Is it too much to disconnect for an hour? Let the debate begin.
Yoga instructor Alice Van Ness was fired from her job teaching yoga to employees at Facebook's Menlo Park headquarters, after shooting a look "of utter disbelief" at a student who was typing on her phone in the middle of class, the San Francisco Chronicle reported Tuesday.
The instructor, who also teaches in Los Altos, Palo Alto and Milpitas, first wrote about the firing in Elephant Journal, a wellness site, on July 6, where the Chronicle picked it up.
"Maybe I'm a purist, maybe a little judgmental—I'm ok with that," Van Ness told Patch Tuesday afternoon. "I feel it's an important issue."
Since the Chronicle carried the story, it's blown up on the Internet. With items in Gawker, Patch's sister publication, the Huffington Post and beyond: "ABC, PBS, CNN," Van Ness said, ticking off the media calls. "It's gone international now, in the U.K."
The attention is nice, but Van Ness hopes it will spur some discussion about about the wisdom and appropriateness of using mobile devices in classes where de-stressing and mindfulness is the point.
Is technology creating a clash of goals? Van Ness thinks so.
"The majority of students need a place in their lives that is calm, otherwise they can't serve others in the rest of their lives," Van Ness said. "There's traffic, work, home, and maybe kids.
"Yoga may be the only place in their lives to tune into themselves."
In her post on Elephant Journal Van Ness said she'd asked the class to turn off phones, which they did. Halfway through the hour-long class, the student in question checked her phone and began typing as Van Ness was demonstrating the ardha chandrasna, the half moon pose. Van Ness said she stopped talking and looked at the student. She described it this way:
I said nothing, but I’m sure my face said it all. “Really? Your email is more important than understanding your body? It’s more important than taking time for you? It’s more important than everyone else here?”
Two weeks later, Van Ness reported in her post, she was fired.
The Chronicle reported that Van Ness' termination notice from the Plus One Health Management, the contractor that supplies yoga instructors to Facebook, said that the company was in the business of "providing great customer service." That meant that instuctors were to be flexible: "We prefer to say yes as whenever possible," the Chronicle article quoted. Plus One Health did not respond to the Chronicle's requests for comment.
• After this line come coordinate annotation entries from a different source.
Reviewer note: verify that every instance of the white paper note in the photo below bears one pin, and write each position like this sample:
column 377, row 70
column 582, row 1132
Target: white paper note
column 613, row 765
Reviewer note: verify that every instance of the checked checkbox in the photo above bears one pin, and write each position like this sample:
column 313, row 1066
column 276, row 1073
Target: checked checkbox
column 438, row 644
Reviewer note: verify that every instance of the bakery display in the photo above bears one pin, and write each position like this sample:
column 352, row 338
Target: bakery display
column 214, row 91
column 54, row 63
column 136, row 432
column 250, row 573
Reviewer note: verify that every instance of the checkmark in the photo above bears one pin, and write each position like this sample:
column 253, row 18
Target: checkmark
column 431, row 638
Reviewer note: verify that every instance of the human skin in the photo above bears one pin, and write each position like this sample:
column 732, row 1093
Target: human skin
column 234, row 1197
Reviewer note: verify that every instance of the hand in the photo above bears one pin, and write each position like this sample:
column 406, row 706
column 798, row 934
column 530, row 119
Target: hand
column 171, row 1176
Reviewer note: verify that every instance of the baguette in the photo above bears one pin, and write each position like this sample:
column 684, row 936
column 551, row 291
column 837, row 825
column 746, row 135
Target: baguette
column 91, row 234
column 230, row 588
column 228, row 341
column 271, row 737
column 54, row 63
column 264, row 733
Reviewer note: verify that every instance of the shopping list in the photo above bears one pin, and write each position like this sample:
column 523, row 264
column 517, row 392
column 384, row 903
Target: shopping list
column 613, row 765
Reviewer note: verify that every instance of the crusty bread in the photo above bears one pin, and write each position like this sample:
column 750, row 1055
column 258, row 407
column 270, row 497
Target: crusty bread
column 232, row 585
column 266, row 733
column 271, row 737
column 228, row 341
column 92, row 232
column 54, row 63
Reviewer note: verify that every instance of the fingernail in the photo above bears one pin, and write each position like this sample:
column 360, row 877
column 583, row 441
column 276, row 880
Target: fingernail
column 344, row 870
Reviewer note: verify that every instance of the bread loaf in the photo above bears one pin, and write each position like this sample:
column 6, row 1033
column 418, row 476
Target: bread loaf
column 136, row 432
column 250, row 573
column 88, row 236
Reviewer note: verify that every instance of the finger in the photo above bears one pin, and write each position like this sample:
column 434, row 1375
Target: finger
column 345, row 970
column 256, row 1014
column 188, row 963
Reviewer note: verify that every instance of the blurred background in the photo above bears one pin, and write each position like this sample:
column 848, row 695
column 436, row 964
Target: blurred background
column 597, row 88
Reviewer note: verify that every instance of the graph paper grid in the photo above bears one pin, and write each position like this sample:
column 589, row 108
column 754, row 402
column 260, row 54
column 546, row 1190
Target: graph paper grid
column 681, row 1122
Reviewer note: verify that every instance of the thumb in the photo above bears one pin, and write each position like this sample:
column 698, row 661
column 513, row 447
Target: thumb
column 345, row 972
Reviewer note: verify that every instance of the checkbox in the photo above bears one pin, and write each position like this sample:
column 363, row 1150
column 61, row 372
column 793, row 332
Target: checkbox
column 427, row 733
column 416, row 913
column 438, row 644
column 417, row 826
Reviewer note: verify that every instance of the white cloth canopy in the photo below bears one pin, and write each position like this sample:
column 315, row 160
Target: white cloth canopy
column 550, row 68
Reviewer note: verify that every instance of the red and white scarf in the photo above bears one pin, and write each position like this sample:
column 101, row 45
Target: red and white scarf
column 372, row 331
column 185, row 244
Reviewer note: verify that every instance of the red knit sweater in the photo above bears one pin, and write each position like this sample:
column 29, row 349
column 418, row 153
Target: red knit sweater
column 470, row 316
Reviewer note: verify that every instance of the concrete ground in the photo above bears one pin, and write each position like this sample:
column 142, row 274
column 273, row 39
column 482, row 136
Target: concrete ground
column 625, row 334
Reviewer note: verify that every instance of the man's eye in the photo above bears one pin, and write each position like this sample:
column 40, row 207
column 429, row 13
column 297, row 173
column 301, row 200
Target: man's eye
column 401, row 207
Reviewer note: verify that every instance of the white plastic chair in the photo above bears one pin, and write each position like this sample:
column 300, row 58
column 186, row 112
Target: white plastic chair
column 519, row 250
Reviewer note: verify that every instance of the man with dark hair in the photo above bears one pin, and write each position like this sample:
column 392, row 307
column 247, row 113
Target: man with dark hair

Since then, she's gotten a couple slots at a new place, the Blue Iris yoga studio in Palo Alto that fill in some of what she's lost, and a query or two. She readily admits that as high-minded as her goals are for her students, the comments on her Facebook page are not 100 percent favorable, though most agree with her.
She also points out that it's not unusual to forbid mobile phones, even in a company setting. The workout space where she taught at Cisco in north San Jose posts signs asking users not to bring in their cell phones, she said.
Some yoga instructors in Los Altos and Los Altos Hills, long used to students who have demanding jobs and multiple responsibilities, shrugged.
"If they walk in the door, they're doing it right," said Pam Walatka, a , who teaches yoga for the Los Altos Hills recreation department to some very busy people. Why?
"Because it's a practice. You can't just learn yoga and have it. You get the goodness of yoga by doing it in a continued practice over and over."
Walatka's hierarchy is simple: 1) Yoga without interruption is better than yoga with interruption. 2) Yoga with interruption is better than no yoga at all.
"We have very successful people from Silicon Valley who come in with the pure intention of de-stressing and leave their smart phones behind," said Andi Bruno, who runs . But she knows that every day life can skew the best intentions.
One week, they had a woman in a restorative yoga class—which is intended to be healing and deeply inward-facing—and "this poor woman kept checking her text messages during the meditative section."
"We chose not to make a big deal over her bringing her smart phone into class, because we believe everyone is doing the best they can," Bruno said.
It doesn't happen regularly, she said. The studio offers to monitor clients' phones at the front desk for them if they want. And they ask people to move to the back of the class if they need to take their phones in.
Making people act a certain way never gets to the end goal, anyway, Bruno said.
"It's an invitation to let go, but people have to choose what to do."